Think about this Biblical pattern from another direction: how is the church (bride) to submit to Christ (her Groom)? As the church (bride), we are to enter into Christ’s life-pattern; we are to receive faithfully His love (He gave Himself for us), His sacrifice (He is the sacrificial Lamb of God that suffered joyously for us), and His sanctification (He lived the sanctified life before us and for us). Hence, here lies the pattern for the bride in a temporal marriage to her husband; she is to submit to your husband’s love, sacrifice, and sanctification just like the church (bride) submits to Christ’s (Groom) love, sacrifice, and sanctification. The pattern is the same for both.

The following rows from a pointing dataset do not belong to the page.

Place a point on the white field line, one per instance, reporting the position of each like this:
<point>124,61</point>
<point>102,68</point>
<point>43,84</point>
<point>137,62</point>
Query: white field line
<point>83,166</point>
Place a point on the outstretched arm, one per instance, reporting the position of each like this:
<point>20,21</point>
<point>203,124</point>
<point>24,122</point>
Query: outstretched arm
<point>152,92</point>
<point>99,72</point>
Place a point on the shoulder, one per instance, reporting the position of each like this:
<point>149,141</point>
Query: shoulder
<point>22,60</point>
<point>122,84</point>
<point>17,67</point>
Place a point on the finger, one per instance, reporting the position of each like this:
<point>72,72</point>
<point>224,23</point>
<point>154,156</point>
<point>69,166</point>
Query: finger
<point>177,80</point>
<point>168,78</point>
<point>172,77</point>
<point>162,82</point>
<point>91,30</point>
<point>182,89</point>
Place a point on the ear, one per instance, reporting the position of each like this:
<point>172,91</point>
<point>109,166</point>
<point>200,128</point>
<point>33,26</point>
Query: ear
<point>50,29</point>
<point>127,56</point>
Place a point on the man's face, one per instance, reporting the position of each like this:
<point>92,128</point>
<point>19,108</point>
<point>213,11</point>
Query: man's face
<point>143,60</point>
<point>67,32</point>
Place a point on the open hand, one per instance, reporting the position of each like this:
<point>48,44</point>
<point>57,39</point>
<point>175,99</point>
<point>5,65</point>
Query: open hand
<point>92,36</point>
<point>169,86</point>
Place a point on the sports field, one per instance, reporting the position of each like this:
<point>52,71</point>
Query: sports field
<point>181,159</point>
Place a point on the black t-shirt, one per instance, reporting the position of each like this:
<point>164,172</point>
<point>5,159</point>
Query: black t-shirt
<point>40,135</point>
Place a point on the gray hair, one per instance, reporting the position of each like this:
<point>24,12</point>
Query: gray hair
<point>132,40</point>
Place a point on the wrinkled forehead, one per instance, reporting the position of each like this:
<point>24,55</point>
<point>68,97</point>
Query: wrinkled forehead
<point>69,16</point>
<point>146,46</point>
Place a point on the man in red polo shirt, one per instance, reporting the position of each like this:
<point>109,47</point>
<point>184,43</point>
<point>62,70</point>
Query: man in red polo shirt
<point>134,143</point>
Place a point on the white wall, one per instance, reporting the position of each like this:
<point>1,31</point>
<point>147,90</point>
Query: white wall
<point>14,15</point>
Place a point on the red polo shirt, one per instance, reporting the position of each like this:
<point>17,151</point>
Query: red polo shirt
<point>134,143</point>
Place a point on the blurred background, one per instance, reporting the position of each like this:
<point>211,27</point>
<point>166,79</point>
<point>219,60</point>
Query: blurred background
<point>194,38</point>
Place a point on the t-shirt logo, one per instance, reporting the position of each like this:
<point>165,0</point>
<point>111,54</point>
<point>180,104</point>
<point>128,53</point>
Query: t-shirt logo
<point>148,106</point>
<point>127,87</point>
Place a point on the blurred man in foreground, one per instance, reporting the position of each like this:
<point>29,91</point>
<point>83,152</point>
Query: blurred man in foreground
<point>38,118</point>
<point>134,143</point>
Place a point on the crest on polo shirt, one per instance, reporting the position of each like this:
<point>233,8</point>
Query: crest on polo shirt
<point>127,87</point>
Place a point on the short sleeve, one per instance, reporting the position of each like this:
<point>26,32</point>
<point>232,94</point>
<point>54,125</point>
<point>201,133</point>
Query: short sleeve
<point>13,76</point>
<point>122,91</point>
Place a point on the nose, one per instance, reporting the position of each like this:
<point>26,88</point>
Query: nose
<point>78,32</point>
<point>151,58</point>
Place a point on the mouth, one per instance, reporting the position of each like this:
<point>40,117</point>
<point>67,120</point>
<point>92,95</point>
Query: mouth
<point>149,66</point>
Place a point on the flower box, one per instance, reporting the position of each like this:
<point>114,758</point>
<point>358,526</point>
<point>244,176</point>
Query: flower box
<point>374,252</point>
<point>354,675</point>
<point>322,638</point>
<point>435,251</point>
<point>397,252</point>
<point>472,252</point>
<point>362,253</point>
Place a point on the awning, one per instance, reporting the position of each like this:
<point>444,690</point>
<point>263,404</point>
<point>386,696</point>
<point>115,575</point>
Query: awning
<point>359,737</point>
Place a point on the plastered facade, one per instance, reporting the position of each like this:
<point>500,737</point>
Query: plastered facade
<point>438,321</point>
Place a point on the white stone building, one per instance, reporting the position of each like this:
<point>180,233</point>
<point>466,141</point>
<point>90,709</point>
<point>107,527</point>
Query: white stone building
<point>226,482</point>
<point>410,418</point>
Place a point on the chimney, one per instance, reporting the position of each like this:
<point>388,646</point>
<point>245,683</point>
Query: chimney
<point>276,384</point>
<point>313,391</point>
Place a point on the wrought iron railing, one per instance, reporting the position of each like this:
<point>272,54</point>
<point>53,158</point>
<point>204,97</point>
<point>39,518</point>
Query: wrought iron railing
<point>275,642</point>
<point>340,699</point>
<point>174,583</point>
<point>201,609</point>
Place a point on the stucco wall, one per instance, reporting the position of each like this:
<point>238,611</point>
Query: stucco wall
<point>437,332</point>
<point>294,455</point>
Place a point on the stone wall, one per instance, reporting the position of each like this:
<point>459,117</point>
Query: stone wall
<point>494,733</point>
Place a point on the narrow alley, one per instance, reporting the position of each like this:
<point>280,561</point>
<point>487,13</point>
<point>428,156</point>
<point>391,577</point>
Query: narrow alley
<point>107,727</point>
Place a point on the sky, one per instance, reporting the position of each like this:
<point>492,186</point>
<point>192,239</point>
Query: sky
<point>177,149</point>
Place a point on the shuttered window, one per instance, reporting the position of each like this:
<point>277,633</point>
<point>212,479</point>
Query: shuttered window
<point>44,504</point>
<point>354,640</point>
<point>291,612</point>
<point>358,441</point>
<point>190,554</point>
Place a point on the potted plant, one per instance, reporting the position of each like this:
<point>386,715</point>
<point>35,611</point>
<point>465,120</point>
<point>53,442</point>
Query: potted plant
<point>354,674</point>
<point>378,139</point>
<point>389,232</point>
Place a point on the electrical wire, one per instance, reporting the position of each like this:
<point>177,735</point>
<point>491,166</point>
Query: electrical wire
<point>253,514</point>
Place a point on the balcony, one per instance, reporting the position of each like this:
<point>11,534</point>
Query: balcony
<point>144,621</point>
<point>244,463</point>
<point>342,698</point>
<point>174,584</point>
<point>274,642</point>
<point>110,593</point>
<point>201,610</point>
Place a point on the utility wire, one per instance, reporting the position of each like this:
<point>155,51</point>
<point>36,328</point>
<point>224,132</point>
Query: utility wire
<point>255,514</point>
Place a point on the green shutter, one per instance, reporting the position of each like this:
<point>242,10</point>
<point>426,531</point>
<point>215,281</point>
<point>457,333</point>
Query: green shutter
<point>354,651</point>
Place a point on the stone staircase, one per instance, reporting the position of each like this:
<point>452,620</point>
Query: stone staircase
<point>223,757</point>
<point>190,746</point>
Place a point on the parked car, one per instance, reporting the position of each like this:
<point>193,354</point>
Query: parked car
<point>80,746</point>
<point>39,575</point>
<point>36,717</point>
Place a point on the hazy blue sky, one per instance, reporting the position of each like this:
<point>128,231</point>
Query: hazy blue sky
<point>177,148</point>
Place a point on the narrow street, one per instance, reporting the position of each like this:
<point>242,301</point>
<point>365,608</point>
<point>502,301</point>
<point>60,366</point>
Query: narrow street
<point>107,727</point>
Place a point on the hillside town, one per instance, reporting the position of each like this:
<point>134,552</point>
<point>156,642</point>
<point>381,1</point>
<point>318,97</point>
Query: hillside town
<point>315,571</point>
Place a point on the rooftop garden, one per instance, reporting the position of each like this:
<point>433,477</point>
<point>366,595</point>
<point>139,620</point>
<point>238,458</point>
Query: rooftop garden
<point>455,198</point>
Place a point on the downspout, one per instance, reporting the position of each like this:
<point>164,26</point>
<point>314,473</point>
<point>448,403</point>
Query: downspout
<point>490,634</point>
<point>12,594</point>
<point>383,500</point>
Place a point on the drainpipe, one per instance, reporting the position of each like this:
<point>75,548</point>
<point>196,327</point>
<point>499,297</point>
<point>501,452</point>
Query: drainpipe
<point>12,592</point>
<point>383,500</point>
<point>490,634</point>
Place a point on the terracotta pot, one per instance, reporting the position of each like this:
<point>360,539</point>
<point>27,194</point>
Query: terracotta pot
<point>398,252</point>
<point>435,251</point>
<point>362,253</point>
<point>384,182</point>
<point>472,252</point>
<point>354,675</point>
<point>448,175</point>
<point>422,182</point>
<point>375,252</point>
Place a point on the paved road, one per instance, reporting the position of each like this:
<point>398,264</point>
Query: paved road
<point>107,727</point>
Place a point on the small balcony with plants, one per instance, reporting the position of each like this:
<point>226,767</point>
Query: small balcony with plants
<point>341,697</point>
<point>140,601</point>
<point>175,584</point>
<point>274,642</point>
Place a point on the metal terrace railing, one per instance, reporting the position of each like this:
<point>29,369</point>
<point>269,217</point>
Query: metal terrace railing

Let’s provide a single example: let’s say that a husband begins to work fifty hours each week at his job. As the husband does this, both husband and wife realize that they miss each other very much, and that the hours in the workplace are making each one weary. In this case, however, the husband is justified for working longer hours since his employer has a deadline on a project that needs to be finished. Moreover, the husband complies because he realizes that his diligence on the project will provide employment security for himself. Such security definitely supports the long range prospects of a stable income for his wife and family. As he works these longer weeks, he honestly does so because he loves his wife and is sacrificing himself for her and his family. If this is truly the case, then his wife is obligated to submit to such an action of love since he is living the pattern of Christ before her.

However, if she detects that he is working the extra hours in order to declare his independence from her, or as an act of self-promotion and greed, then she has every right to question and challenge his motives as not conforming to the pattern of Christ. In other words, in the context of blatant sin on the part of her husband, she has a right before the Lord and the officers of the church to question and challenge the sinful motives of her husband. For this reason, the husband must be conscious of his Christ-like responsibilities before his bride; he is to define his position of authority in terms of love, sacrifice, and sanctification towards his bride.

As couples marry in the Lord, they must focus their eyes upon the eternal marriage ceremony and festival of our Lord and His Bride so that such marriages will always resemble that eternal marriage—the end shapes the beginning, the end shapes the present state. If we truly comprehend and live in the glorious conscious state of the final wedding of Christ and His bride, then tenderness, kindness, humility, meekness, longsuffering, forgiveness, peace, the silence of complaint, and the bond of love will reign in our marriages (see Colossians 3:12-14, 18-19)! In this way, those who marry in the Lord will easily flow into eternity as their marriage dissolves into the glorious transcendent marriage between Christ and His bride (Matthew 22:23-32; Revelation 21:1-21).

William D. Dennison, Ph.D. is the Associate Professor of Interdisciplinary Studies at Covenant College in Lookout Mountain, GA.